I couldn’t try the Mushroom Car Pachino since I’m allergic to mushrooms.
The Mumbai tawa rice was disappointing as it wasn’t as spicy and lip smacking as it’s supposed to be. On the other hand, the succulent, juicy, sweet, salty and glossy preparation of chicken teriyaki was a hit and the thick and lustrous teriyaki sauce had a clean flavour with a good balance between sweet and salty notes along with faint garlic-y and gingery notes, thereby packing a plenty of umami punch in it.
Roasted Oriental Chicken Breast
The North-east Indian spicy rice was simple, lightly spiced yet flavourful and the Oriental chilli sauce was perfectly thick, spicy and sweet. The sweet and salty soy marinated grilled chicken breast, on the other hand, could have been more tender and juicy.
Gulkhand Choco Bar
While it looked like a good old choco bar, it was, on the contrary, a sweet, light, creamy and airy chocolate mousse cake stuffed with sweet and aromatic Gulkand or rose petal jam in the centre; all covered in thick, dense, rich and bittersweet chocolate on top to resemble a Choco bar and served with colourful sugar coated fennel seeds, silver coated betel nuts and chopped almonds that imparted it a nutty and sugary-sweet crunch in every bite.

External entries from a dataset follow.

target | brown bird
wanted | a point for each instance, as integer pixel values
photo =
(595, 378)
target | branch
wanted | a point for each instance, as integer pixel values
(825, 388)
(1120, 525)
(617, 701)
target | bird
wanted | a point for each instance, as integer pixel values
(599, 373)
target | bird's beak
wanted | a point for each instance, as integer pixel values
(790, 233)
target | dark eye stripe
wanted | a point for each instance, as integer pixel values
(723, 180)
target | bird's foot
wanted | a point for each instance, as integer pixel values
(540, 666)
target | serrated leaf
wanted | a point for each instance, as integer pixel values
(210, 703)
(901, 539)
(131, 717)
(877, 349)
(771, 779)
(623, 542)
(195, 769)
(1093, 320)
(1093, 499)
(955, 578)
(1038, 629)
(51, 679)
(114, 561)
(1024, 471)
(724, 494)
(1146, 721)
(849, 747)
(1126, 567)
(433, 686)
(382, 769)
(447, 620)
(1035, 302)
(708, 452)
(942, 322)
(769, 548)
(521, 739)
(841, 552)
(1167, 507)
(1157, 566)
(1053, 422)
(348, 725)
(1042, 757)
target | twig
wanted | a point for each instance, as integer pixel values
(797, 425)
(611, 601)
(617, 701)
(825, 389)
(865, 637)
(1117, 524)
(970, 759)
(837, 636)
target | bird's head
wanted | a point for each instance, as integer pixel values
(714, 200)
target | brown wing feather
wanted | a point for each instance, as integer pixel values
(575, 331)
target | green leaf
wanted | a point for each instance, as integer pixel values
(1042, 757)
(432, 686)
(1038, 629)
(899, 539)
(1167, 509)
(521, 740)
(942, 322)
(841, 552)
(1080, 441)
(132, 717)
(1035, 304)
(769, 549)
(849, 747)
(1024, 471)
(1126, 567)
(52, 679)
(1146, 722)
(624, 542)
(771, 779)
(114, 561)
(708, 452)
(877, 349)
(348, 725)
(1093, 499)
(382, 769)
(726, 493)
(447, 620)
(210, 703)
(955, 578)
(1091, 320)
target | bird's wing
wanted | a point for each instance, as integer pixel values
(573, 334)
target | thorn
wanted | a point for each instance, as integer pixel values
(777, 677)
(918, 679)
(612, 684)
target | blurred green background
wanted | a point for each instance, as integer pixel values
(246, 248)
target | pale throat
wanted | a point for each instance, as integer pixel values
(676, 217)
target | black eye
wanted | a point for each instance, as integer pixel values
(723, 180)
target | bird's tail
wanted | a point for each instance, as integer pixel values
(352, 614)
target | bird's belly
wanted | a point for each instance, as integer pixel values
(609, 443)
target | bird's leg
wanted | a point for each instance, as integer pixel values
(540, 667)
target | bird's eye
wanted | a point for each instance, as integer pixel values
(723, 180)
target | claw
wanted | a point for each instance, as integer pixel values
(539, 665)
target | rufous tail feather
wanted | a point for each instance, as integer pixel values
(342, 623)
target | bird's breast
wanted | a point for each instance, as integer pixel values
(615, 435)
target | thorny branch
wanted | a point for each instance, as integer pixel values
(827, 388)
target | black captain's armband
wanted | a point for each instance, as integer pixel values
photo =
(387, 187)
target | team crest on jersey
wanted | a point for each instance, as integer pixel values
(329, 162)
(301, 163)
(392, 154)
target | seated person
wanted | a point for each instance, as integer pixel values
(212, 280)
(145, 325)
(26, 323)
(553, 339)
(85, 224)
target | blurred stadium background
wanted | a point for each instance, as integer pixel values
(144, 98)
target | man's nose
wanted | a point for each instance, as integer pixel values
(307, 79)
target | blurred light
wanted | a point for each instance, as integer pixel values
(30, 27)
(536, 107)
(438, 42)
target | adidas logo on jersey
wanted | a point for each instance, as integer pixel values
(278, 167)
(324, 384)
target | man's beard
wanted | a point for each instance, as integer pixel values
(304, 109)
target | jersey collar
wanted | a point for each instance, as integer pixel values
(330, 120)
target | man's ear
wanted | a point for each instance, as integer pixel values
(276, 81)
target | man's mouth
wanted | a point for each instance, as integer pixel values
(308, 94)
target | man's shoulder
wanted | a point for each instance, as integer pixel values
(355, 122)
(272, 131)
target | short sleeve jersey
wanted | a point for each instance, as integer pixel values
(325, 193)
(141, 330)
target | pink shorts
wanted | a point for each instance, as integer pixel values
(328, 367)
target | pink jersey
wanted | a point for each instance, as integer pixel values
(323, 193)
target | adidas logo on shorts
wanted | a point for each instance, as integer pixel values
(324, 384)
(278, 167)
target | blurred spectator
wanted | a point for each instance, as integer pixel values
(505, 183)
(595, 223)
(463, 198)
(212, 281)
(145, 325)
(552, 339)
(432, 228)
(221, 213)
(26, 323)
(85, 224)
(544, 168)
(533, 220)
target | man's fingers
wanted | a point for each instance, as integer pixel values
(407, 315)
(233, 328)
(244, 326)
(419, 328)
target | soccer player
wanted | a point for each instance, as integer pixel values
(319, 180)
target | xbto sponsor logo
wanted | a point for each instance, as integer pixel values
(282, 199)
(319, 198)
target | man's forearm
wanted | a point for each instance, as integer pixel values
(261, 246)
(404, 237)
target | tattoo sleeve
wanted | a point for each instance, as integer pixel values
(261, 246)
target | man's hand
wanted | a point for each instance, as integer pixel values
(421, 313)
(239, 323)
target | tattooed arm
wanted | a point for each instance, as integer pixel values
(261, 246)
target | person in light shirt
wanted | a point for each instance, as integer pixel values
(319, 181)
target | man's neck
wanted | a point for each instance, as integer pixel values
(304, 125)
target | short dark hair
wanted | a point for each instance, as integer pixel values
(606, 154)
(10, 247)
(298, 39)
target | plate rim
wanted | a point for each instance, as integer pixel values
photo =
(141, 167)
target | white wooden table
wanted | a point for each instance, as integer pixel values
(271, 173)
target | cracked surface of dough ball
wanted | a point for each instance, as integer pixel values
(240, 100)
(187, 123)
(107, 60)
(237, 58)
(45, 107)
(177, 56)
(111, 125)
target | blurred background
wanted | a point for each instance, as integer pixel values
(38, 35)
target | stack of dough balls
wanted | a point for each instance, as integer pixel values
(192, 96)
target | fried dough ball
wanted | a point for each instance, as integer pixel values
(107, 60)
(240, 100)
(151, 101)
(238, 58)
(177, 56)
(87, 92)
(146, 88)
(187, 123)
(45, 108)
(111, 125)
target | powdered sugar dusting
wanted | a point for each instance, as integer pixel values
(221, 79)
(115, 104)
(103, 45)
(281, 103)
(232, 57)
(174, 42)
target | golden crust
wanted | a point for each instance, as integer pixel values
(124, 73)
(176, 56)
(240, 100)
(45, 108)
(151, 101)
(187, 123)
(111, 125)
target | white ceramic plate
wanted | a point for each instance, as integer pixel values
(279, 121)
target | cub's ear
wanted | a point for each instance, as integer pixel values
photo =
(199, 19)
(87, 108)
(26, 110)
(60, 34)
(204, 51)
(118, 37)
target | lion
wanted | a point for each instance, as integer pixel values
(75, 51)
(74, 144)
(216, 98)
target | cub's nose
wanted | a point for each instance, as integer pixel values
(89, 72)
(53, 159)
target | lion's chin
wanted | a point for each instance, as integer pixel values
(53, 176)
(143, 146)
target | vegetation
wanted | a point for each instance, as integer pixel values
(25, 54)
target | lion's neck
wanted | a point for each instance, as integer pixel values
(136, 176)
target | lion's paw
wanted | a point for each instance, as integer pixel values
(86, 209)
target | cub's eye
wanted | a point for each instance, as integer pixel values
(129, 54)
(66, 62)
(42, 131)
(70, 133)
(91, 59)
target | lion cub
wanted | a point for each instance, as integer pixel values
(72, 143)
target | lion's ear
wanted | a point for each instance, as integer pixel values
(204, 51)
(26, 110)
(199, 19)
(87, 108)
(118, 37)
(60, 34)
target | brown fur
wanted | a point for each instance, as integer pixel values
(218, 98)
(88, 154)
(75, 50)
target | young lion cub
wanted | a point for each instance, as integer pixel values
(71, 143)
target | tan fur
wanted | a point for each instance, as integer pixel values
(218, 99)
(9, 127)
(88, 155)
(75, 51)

This outsourced dessert was a light, delicately flavoured, sugary-sweet and creamy cheesecake resting on a spongy base, comprising of creamy, soft, thick, milky and juicy Rasmalai, followed by abundant soft and light whipped cream and garnished with copious amounts of powdered pistachios on top that imparted it’s distinctive nutty and sweet flavour.
White Chocolate Soufflé
The soufflé didn’t seem to have risen or puffed up and wasn’t even as fluffy as a soufflé is supposed to be, BUT bore more resemblance to a lava cake instead with rich, sweet and warm white chocolate oozing out as I dug into the soft cake having a relatively firmer crust on top garnished with crunchy almond slivers. The creamy, smooth and rich chocolate ice cream served along side was an absolute delish treat too and the caramelized nuts or ‘chikki’ imparted some more crunchy and nutty goodness to this dessert!
Warm and welcoming as the service was, it was equally disappointing in terms of attentiveness and pace as the food took ages to arrive on the table and so did the attendants in spite of repeated requests. While the owner and the attendants were all being wonderful and cheerful hosts, most of the attendants were confused souls also having difficulty in communicating effectively.
Food quality – 4/5
Food quantity – 4/5
Ambience – 4/5
Service – 3.5/5
VFM – NA (This meal was complimentary, courtesy an invitation by the restaurant to sample their menu.)